Developing a sense of good cheer in the face of adversity, you can specifically use adversity as the support for refuge and true spiritual development. I am discussing how you relate to your suffering, how you relate to your adversity, as it affects you in life and on the path.

Now, as you know, whenever you are suffering by way of the body, speech, and mind, be it physical illness or a mental affliction, this is a very big deal to you. Usually it appears as something major. Even if it’s minor, you make it into some great distress. If you lose a little money or if someone speaks nastily to you, it invokes a strong reaction. This is called “appearances arising as the enemy.” When your habituation to adversity reaches such a point that you actually fall prey to appearances arising as the enemy, it means that you no longer have patience for suffering.

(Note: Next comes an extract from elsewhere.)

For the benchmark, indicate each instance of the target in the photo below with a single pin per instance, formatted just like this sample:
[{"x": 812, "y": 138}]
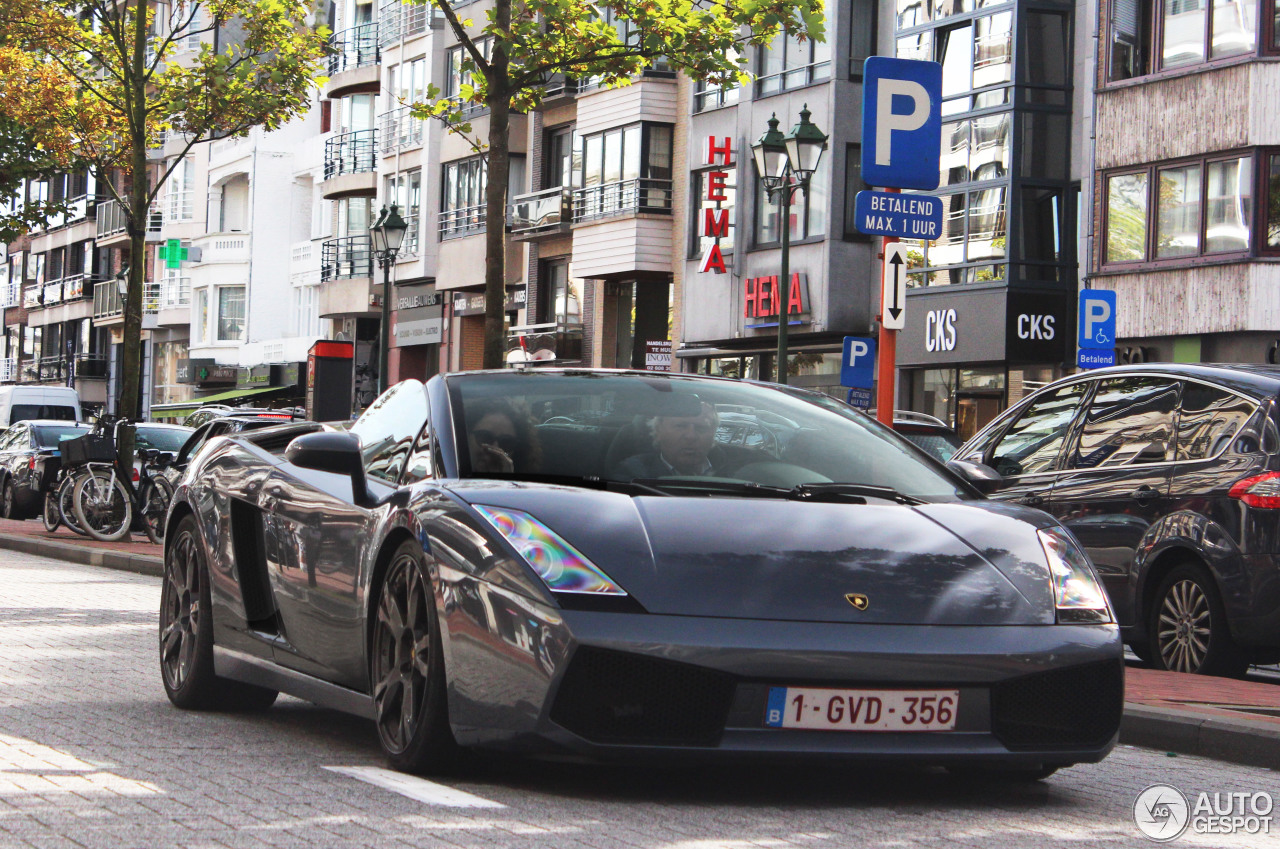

…If you can’t bear the minor aspects of adversity in this, the best rebirth in cyclic existence, the precious human rebirth, what will you do when you’re reborn in the three lower realms? Samsara is so vast, so deep and limitless, and the number of sentient beings within samsara are equal to that. All of them want to be free; all of them desire liberation. You should consider then how unnecessary or pointless it is to think that your small problems in this fortunate life are so great, when in fact they really are not.

Any rebirth in this ocean of cyclic existence will by nature bring this type of discontent or suffering. Since you’ve been in this cycle of rebirths from beginningless time until now and you are still not free, it points out the fact that help is needed. Refuge is necessary. Adversity then becomes the support for training in refuge, which demonstrates that adversity is used to your advantage.(p.44)

–from Meditation, Transformation, and Dream Yoga by Ven. Gyatrul Rinpoche, trans. by B. Alan Wallace and Sangye Khandro, published by Snow Lion Publications

Meditation, Transformation, and Dream Yoga • Now at 5O% off!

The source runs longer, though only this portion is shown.